What happens when we want everything we like? We minimize our gratitude, take ourselves out of the present moment and tend to experience some pretty unnecessary levels of stress.
In other words, thinking about all the things that will make us happy often makes us miserable.
How does this happen?
What starts as a perfectly naturally evolutionary impulse to avail ourselves to resources becomes grossly inflated by a dangerous mix of consumer culture + a lack of gratitude about what we already have.
The more we think we want, the more prescriptive the expectations we carry for the present moment become, and the more easy it is to become disappointed by each moment we experience (otherwise known as life).
It’s why lottery winners are often so miserable, and why a growing mound of research studies conclude there’s little correlation between the wealthiest countries and the happiest citizens. It’s why my high-expectations-ridden 30th birthday party was such a bust.
The good news is that the ambition trap can be avoided, you just have to keep in mind the difference between liking and wanting.
To distinguish the two in our culture of more, conceptualize wanting as an expression of a deeply powerful urge. Ideally, wanting comes from the heart. When you really, truly want something, it’s a real challenge to find a replacement for that something.
Liking, on the other hand, can be thought of as coming from the mind. Liking something doesn’t feel as deeply ingrained as wanting, and what you like today can easily change tomorrow. What’s interesting about liking something is that it doesn’t naturally carry the desire for acquisition, we’ve just been trained to respond to the experience of liking something with the emotional reflex of wanting it. The reality is, the connection between immediately wanting whatever you like is actually learned.
So can ambition and wanting more ever be healthy?
Yes! Healthy ambition just requires raising cognitive awareness between expressing a desire for something, and expressing discontent with what you already have. Ultimately, it’s blurring this fine line that causes so much unhappiness.
The more self-aware you are, the easier it’ll be for you to distinguish between what you like, and what you actually want to acquire.
But how do we make that distinction? As human beings, we’re so used to wanting more as a default mode. More food, more money, more friends, more sex, more stuff, more time, more attention. So how do we start wanting less?
Start increasing your self-awareness by identifying all the things you already have that you want. When you feel more gratitude for what you have, you tend to stop automatically assuming you want more. Your inner dialogue unconsciously shifts to, “Why would I want more when I already have so much?”
Next, increase your awareness about how many things you actually like without wanting, this disrupts the aforementioned learned emotional reflex of, “I like this, so I want this.” Instead of acquisition, get your thoughts moving in the direction of appreciation.
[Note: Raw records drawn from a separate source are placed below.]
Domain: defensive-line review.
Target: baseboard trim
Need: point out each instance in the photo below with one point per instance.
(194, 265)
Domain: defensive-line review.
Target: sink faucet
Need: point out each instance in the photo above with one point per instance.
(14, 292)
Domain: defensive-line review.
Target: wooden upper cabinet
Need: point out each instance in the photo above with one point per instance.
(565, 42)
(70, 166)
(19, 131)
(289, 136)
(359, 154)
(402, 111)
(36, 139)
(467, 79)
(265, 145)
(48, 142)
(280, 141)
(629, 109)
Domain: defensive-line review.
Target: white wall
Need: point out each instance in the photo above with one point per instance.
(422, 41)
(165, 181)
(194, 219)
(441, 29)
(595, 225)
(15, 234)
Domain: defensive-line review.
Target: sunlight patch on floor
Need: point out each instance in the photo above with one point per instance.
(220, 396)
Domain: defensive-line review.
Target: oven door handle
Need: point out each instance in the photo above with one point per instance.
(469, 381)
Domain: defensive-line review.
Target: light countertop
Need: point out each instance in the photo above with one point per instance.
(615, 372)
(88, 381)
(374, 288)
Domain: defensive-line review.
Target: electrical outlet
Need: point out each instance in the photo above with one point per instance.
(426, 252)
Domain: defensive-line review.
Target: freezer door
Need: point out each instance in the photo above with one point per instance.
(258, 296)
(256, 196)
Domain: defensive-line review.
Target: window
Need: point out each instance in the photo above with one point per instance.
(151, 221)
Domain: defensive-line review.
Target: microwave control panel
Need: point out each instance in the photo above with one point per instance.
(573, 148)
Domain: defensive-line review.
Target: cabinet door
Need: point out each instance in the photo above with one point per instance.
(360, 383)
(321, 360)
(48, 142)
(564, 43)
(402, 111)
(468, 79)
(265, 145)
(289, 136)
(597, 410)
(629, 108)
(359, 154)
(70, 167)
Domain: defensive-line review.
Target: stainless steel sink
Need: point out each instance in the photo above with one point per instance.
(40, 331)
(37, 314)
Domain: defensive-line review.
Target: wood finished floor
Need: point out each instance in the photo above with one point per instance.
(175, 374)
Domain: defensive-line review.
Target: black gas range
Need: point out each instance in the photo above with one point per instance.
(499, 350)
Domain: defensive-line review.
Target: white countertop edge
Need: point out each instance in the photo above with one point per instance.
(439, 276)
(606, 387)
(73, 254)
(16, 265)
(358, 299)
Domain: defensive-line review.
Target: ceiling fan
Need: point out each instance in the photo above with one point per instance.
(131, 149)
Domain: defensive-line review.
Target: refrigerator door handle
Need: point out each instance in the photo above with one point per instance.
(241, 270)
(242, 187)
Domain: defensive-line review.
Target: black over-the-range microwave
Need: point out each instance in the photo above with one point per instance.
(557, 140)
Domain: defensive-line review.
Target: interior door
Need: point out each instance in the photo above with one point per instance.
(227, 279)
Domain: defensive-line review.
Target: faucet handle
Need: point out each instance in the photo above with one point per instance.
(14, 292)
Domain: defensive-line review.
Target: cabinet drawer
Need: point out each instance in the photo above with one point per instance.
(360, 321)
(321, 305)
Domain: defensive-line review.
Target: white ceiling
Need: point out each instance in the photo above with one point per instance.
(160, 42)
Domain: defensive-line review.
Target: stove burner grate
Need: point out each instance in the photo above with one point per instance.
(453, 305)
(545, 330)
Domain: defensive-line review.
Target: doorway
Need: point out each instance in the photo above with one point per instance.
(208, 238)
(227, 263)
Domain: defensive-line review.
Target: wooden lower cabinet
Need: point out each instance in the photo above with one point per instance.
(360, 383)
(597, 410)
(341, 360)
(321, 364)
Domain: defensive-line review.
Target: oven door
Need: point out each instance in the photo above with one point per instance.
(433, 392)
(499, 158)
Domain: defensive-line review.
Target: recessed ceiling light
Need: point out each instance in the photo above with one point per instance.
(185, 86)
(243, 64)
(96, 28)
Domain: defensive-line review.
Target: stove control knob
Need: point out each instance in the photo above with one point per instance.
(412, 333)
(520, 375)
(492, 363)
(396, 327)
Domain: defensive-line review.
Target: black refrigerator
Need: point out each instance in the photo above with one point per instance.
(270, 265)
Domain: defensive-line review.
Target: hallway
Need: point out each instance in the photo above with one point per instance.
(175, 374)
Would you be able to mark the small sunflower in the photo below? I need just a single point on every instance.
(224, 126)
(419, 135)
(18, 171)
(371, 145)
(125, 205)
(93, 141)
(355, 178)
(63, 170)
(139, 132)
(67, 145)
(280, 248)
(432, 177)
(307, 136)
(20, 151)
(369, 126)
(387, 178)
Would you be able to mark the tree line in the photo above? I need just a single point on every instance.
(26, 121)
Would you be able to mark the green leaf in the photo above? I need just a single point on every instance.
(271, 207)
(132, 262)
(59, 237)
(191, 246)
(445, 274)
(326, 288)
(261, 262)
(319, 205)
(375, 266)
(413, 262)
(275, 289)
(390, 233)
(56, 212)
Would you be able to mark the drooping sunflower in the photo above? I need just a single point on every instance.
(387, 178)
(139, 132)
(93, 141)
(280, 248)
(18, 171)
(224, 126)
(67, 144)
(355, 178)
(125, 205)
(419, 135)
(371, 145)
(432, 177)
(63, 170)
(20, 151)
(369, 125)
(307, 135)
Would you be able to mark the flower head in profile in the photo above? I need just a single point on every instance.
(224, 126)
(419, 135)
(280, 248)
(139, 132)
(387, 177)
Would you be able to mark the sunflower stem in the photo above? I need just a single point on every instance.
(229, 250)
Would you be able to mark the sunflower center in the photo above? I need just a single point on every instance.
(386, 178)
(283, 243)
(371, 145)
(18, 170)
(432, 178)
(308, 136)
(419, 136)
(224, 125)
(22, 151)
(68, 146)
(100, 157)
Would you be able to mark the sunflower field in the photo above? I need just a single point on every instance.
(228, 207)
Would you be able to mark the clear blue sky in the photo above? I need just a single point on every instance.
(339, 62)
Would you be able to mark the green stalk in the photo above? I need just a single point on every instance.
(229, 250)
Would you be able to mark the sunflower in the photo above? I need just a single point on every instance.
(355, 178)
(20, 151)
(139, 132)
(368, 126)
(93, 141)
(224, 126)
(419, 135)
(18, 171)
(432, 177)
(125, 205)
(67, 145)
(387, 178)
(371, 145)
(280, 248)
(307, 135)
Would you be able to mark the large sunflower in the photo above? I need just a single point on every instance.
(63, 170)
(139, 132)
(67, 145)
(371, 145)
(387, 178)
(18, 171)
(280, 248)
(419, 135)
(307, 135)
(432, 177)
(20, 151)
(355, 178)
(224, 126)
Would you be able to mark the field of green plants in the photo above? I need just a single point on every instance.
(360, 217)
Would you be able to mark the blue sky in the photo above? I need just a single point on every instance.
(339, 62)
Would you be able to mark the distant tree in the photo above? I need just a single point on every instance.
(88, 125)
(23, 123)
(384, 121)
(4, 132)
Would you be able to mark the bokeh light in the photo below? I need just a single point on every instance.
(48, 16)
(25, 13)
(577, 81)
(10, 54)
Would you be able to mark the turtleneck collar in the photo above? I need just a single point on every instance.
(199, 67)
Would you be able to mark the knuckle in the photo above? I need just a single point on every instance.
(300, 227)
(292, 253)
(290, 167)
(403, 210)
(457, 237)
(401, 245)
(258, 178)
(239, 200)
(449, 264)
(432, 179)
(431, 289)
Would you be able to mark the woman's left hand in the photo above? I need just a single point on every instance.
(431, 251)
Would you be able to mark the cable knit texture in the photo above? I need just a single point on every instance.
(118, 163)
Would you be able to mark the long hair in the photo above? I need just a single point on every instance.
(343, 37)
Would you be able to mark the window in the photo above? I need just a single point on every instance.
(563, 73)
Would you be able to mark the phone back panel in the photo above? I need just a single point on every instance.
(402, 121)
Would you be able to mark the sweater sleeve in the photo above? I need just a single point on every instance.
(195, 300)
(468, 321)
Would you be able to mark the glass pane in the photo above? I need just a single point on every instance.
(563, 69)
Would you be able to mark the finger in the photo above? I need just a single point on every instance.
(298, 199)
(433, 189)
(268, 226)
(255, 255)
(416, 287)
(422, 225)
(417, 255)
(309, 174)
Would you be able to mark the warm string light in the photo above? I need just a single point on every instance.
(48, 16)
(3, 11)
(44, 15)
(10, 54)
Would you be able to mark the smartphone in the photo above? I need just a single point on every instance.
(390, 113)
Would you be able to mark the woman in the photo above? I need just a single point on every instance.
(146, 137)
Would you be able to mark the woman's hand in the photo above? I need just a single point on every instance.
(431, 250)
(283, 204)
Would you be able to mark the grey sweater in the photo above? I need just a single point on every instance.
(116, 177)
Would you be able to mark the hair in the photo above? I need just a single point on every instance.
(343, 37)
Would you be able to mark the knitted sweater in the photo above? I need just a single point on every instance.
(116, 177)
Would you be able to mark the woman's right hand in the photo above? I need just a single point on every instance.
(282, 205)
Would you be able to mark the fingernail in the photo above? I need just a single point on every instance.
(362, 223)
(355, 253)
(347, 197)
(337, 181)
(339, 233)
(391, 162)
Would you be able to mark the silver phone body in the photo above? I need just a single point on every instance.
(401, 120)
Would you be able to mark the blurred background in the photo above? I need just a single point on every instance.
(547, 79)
For example, if you’re in your favorite restaurant, do you like the tiles on the bathroom wall, the crisp feel of the white tablecloth, the extensive bar, the delicious menu options, the wonderful combination of music + the din of your fellow diners’ chatter? Sure, what’s not to like right? But do you actually want your bathroom re-tiled to copy that look? Do you want everything on the menu? (If you’re reading this when you’re hungry, your answer doesn’t count!) Do you want to take the white tablecloths home with you?
Probably not, because when we really think about it, we actually don’t want so many of the things we like. What we truly want has so much less to do with acquisition and so much more to do with gratitude.
Examine your life and hold awareness of your answers to these three questions:
- What do I want that I already have?
- What do I just like?
- What else, if anything, do I truly want?
Your answers just might surprise you.